For many farmers and gardeners, cultivation isn’t just born out of faith and hope, but also – to complete St Paul’s triplet – it’s an act of love. These processes can come from, and speak to, places deep within. Hence the failures and losses in any season can be heartbreaking.
Isaiah’s ‘love-song concerning his vineyard’ is no far-fetched analogy for the relationship between God and his covenant people of Israel and Judah. All that love and effort and care, and what did he get in return? Bitter fruits; it was all wasted; and the vine grower snaps, feels like destroying it all.
This story about a fruitless relationship between a loving God and his negligent people refers to a period 600 years before Jesus, but it’s obvious that this scripture was in mind whenever was told this second parable about the landlord, his vineyard, and his tenants. The two stories aren’t identical – what would be the point of that? – and in this later story it’s not the lack of fruit which is the problem, but the disrespect and viciousness of the tenants. The targets here are the tenants, not the vines, and these were evidently viewed in Matthew as the Jewish religious authorities, who connive at the death of God’s own son.

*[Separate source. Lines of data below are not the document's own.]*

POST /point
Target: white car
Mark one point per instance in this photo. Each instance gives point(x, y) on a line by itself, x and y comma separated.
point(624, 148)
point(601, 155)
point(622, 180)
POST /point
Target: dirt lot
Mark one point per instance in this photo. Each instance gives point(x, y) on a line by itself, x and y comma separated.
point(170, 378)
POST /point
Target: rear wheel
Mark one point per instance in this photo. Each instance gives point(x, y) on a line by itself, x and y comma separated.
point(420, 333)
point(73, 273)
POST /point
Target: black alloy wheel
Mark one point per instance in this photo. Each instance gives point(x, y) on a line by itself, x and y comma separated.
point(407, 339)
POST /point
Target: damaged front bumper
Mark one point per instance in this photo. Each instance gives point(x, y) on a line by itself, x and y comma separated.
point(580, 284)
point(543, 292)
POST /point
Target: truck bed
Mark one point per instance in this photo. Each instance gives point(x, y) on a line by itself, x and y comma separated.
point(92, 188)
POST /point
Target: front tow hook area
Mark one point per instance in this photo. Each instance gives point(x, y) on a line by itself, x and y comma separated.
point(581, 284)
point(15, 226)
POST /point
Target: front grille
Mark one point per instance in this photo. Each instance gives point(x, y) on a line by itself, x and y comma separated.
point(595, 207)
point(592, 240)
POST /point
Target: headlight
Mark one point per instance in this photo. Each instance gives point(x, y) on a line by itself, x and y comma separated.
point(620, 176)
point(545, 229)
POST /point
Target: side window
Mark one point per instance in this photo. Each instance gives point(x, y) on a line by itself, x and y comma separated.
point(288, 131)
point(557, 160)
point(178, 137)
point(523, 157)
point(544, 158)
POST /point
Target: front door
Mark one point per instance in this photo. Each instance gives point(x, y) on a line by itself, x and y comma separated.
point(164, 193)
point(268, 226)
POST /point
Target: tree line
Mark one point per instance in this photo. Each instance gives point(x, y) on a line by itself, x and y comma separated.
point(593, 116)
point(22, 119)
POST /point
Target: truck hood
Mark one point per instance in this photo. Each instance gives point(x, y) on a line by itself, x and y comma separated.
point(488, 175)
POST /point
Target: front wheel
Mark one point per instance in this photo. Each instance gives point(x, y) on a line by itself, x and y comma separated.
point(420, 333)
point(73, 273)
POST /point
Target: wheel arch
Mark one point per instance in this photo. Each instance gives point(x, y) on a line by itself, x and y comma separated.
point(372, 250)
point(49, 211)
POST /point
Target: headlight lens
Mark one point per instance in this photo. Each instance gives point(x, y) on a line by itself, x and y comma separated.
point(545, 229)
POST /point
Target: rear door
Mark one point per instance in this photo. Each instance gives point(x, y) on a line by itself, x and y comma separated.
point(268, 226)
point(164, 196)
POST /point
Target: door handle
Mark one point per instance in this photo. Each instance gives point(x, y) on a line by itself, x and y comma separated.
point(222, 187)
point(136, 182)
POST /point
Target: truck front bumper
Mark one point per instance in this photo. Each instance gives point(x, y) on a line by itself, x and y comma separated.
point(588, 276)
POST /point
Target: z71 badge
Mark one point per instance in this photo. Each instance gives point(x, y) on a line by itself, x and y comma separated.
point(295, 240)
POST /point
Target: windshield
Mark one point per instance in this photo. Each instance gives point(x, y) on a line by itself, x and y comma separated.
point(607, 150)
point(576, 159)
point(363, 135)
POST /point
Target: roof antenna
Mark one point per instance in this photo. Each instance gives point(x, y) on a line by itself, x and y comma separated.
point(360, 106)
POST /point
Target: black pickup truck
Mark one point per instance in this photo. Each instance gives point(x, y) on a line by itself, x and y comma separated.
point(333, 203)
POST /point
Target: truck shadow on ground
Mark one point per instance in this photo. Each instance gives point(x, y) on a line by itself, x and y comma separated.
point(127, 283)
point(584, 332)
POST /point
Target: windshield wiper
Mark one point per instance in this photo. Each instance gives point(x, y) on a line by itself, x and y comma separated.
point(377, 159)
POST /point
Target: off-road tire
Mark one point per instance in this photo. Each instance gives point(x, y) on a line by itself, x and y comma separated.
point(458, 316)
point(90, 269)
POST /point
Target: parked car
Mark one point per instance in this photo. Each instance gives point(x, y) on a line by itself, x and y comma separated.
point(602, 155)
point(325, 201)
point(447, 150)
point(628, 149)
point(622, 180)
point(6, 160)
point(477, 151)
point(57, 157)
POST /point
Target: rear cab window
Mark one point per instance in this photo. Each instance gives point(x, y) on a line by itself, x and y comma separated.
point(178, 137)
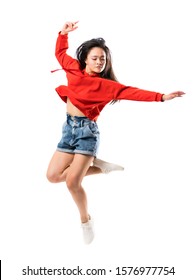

The parable points us forward both to the death of Jesus, and then to the embrace of all peoples into the community of the risen Christ. In this little story come both the excruciating costs and the extraordinary reward of this strange week – Holy Week.
But I come back to where I began. Each story begins with the loving and costly efforts of cultivation; in each, though in different ways, the investment of faith, hope, and love, is fruitless. But the God, without whom neither story would have any meaning, is so invested in what he has made, that his love cannot be balked. We have only to respond.